Monsignor Georges Lemaître is the father of the Big Bang. He invented what is widely known as the “Big Bang theory” of the origin of the universe. It was Lemaître who first proposed the “hypothesis of the primeval atom” calling it “the beginning of the world”.
His theory explained that the recession of nearby galaxies was because of an expanding universe. Hubble observationally confirmed his theory which is now known in science as the Hubble–Lemaître Law.
“This is the most beautiful and satisfactory explanation of creation to which I have ever listened”.
Albert Einstein.

Lemaître was a pioneer in applying Albert Einstein’s theory of general relativity to cosmology. In 1933 at the California Institute of Technology, after Lemaître detailed his primeval atom theory, Einstein stood up and applauded saying, “This is the most beautiful and satisfactory explanation of creation to which I have ever listened.”
Georges Henri Joseph Édouard Lemaître (17 July 1894 – 20 June 1966) was a Belgian Catholic priest, a mathematician, astronomer, and professor of physics at the Catholic University of Louvain.

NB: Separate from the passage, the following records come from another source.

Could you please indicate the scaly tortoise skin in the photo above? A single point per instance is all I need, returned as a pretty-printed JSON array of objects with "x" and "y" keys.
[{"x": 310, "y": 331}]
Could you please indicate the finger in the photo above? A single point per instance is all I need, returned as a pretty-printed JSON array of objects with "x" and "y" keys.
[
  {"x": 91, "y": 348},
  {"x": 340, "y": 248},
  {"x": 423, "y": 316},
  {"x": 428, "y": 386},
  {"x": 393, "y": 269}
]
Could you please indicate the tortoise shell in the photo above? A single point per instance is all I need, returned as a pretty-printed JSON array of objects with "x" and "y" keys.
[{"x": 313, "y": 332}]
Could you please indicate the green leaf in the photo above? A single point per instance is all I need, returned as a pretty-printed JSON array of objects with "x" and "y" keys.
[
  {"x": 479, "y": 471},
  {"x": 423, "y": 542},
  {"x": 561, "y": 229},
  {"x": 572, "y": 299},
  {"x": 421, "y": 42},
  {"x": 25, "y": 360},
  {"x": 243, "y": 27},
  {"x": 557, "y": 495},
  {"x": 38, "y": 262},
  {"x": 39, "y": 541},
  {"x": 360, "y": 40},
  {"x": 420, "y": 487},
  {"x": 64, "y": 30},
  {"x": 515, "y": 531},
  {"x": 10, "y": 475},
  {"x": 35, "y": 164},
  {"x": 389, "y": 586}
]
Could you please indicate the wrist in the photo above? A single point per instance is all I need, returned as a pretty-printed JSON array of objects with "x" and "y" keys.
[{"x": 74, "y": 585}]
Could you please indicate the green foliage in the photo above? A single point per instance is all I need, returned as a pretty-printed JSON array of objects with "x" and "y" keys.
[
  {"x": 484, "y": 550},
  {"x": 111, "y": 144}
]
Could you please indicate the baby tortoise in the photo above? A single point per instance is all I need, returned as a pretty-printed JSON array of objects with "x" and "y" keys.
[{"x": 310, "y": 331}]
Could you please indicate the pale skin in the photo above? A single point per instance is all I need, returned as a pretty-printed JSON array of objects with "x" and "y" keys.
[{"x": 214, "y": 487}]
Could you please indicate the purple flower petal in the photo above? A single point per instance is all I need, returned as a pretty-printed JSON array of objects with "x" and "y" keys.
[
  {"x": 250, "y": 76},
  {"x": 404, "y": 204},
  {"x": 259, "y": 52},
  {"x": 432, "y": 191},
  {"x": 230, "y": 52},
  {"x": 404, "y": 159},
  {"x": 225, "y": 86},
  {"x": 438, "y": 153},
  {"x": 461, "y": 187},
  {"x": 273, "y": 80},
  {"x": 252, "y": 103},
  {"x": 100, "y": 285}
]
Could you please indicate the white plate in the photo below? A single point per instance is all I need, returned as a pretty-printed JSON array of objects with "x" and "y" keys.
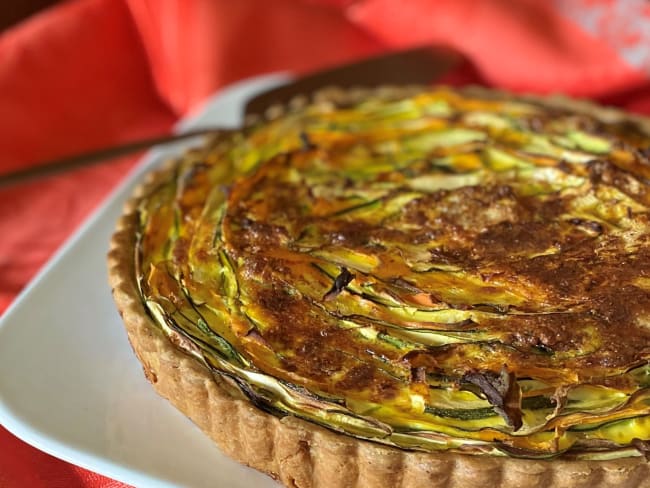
[{"x": 69, "y": 382}]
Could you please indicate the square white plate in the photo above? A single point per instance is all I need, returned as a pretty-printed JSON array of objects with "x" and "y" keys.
[{"x": 69, "y": 382}]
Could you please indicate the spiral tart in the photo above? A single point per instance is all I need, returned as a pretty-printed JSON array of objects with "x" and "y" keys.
[{"x": 404, "y": 287}]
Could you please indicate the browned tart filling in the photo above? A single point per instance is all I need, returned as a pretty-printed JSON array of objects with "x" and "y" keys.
[{"x": 436, "y": 270}]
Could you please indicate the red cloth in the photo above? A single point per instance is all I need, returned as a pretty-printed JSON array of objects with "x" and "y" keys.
[{"x": 90, "y": 73}]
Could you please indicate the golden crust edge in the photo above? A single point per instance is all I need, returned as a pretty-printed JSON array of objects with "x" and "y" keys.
[{"x": 305, "y": 455}]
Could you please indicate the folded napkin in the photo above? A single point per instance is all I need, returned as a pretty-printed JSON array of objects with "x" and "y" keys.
[{"x": 91, "y": 73}]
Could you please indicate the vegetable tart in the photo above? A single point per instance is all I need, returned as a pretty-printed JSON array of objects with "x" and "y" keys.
[{"x": 404, "y": 287}]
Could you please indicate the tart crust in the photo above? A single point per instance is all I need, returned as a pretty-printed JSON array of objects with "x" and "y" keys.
[{"x": 299, "y": 453}]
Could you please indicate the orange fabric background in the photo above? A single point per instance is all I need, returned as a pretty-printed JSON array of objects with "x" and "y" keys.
[{"x": 91, "y": 73}]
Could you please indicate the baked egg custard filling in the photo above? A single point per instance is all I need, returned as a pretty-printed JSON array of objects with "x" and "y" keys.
[{"x": 443, "y": 271}]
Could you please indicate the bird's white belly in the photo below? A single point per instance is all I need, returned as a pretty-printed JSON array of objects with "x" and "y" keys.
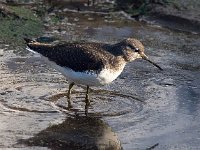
[{"x": 106, "y": 76}]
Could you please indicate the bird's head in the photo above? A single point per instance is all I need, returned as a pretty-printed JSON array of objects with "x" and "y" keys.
[{"x": 134, "y": 49}]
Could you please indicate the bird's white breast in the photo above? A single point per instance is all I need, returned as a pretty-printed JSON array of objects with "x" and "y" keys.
[{"x": 90, "y": 78}]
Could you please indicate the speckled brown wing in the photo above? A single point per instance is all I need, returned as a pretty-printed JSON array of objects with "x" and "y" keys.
[{"x": 75, "y": 56}]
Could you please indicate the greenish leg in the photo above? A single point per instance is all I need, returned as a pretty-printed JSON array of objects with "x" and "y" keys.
[
  {"x": 69, "y": 95},
  {"x": 87, "y": 101}
]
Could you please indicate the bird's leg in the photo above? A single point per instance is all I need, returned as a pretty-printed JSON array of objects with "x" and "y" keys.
[
  {"x": 87, "y": 101},
  {"x": 69, "y": 95}
]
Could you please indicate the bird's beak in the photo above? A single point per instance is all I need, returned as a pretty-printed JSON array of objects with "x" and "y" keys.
[{"x": 147, "y": 59}]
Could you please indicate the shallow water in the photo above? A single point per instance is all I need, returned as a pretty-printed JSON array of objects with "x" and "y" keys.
[{"x": 145, "y": 107}]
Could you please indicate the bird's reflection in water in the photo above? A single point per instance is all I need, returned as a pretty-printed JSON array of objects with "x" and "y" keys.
[{"x": 78, "y": 132}]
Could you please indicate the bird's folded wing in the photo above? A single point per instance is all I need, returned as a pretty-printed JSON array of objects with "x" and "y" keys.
[{"x": 76, "y": 57}]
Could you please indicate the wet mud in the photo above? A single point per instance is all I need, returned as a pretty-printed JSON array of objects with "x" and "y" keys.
[{"x": 143, "y": 108}]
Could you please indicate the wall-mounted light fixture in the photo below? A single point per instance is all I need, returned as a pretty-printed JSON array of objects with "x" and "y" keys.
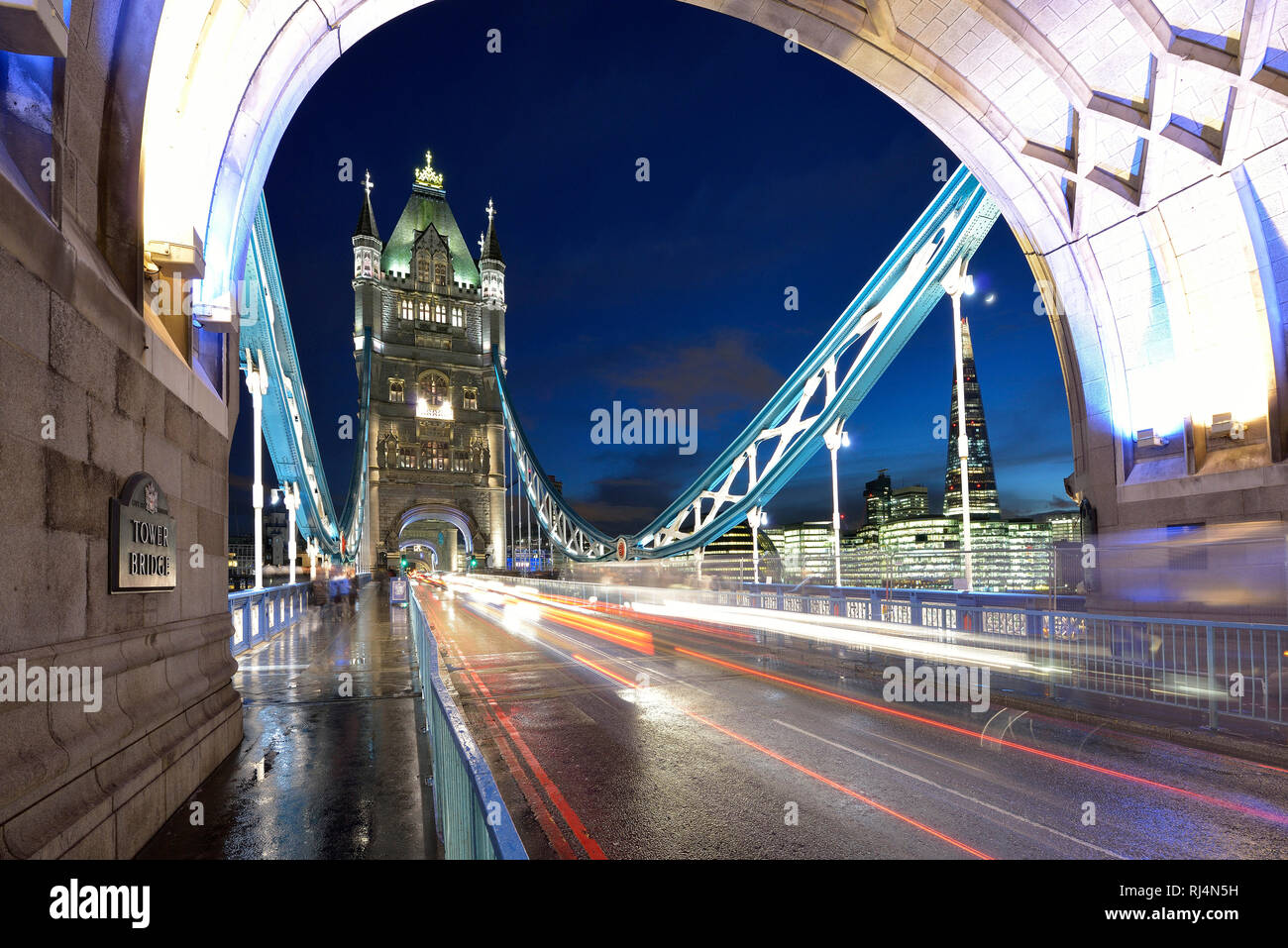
[{"x": 1225, "y": 423}]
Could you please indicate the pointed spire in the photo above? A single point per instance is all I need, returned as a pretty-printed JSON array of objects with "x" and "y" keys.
[
  {"x": 490, "y": 247},
  {"x": 368, "y": 218}
]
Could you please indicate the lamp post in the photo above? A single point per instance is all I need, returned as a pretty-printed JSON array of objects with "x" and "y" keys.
[
  {"x": 956, "y": 283},
  {"x": 758, "y": 518},
  {"x": 835, "y": 438},
  {"x": 257, "y": 380},
  {"x": 291, "y": 497}
]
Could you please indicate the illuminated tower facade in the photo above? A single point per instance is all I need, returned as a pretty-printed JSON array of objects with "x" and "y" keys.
[
  {"x": 979, "y": 463},
  {"x": 436, "y": 471}
]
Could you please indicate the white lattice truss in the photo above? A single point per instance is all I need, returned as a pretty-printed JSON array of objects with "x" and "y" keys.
[
  {"x": 778, "y": 438},
  {"x": 819, "y": 394}
]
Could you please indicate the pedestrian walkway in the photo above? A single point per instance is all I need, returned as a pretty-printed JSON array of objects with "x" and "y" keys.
[{"x": 331, "y": 764}]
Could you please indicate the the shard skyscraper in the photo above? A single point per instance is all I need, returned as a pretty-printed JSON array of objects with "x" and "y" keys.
[{"x": 979, "y": 467}]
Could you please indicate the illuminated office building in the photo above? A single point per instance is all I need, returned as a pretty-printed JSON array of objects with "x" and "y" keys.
[
  {"x": 910, "y": 501},
  {"x": 876, "y": 498}
]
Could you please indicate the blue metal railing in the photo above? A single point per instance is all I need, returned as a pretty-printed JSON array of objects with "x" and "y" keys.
[
  {"x": 262, "y": 613},
  {"x": 473, "y": 820}
]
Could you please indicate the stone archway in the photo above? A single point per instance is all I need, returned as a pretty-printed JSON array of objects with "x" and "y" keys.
[
  {"x": 1106, "y": 129},
  {"x": 442, "y": 513}
]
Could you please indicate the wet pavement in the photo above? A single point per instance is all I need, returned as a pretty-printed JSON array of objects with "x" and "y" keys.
[
  {"x": 331, "y": 764},
  {"x": 729, "y": 750}
]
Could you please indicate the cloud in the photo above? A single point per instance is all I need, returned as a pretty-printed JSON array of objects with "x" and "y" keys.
[{"x": 721, "y": 376}]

“It seems that the science of today, by going back in one leap millions of centuries, has succeeded in being a witness to that primordial Fiat Lux, when, out of nothing, there burst forth with matter a sea of light and radiation, while the particles of chemical elements split and reunited in millions of galaxies”.
Pope Pius XII

“Georges Lemaitre was the first to propose a model in which the universe had such an infinitely dense beginning. So he, not George Gamow, is the father of the big bang”.